Molecular Characterization of Aluminium (aluminum) Tolerance in Rye

Authors: COLLINS, NICHOLAS - UNIVERSITY OF ADELAIDE; SAEED, MUHAMMAD - UNIVERSITY OF ADELAIDE; SHIRLEY, NEIL - UNIVERSITY OF ADELAIDE; PALLOTTA, MARGARET - UNIVERSITY OF ADELAIDE; Gustafson, J

Submitted to: Plant and Animal Genome Conference
Publication Type: Abstract Only
Publication Acceptance Date: 12/15/2007
Publication Date: 1/15/2008
Citation: Collins, N., Saeed, M., Shirley, N.J., Pallotta, M., Gustafson, J.P. 2008. Molecular Characterization of Aluminium (aluminum) Tolerance in Rye [abstract]. Plant and Animal Genome Conference, January 2008, San Diego, California. Paper No. W5.

Interpretive Summary:

Technical Abstract: Aluminium (Al) toxicity, affecting around half of the world’s arable land, severely hinders the ability of crop plants to utilize moisture and nutrients by restricting root growth and function. Among the cultivated cereals, rye is the most Al-tolerant and represents an important potential source of genes for the improvement of Al-tolerance in wheat. At the Alt4 Al-tolerance locus on rye 7RS, there is a cluster of homologues of the ALMT1 malate transporter gene which confers Al-tolerance in wheat. This contrasts with wheat, in which only one ALMT1 gene copy at the tolerance locus has been reported. High-resolution genetic mapping excluded all other types of genes flanking the cluster as possibly providing the Alt4 tolerance, including a nearby homologue of a MATE transporter gene shown to control Al-tolerance and citrate secretion in barley. Two of the recombination events occurred within the cluster, one of which gave rise to a new hybrid gene (and novel-sequence protein) that is functional in providing tolerance.
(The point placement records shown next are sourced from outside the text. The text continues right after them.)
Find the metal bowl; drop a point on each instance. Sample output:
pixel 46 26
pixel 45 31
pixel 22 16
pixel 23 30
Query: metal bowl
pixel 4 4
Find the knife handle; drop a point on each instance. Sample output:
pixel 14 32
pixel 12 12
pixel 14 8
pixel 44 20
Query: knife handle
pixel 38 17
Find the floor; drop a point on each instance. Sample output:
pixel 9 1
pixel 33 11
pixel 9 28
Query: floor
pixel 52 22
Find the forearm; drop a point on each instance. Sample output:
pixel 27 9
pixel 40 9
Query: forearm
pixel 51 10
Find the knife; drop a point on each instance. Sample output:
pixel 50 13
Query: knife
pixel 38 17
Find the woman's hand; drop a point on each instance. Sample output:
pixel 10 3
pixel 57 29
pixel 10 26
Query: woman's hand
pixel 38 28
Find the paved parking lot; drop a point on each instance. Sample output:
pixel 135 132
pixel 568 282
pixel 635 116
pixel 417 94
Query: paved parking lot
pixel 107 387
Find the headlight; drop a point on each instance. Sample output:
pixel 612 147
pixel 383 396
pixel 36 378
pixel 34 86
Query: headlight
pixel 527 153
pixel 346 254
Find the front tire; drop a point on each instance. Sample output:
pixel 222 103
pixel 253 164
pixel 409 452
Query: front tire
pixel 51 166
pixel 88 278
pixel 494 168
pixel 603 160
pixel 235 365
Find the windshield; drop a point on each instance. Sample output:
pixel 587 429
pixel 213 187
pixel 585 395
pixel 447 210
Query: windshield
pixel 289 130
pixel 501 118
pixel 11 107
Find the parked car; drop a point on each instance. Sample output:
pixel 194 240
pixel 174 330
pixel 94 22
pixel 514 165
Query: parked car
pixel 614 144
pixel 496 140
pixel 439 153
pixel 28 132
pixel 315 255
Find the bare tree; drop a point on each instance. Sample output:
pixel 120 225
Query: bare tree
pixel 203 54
Although one ALMT1 gene is highly transcribed in root tips of the intolerant parent, a MITE transposable element present in one of its introns appears to cause inefficient mRNA splicing, which may contribute to the inability of this gene to provide Al-tolerance. We will report work to characterize the functionality of the rye ALMT1 genes using genetic recombinants, organic acid analysis of root exudates, and electrophysiology of ALMT1-expressing frog oocytes.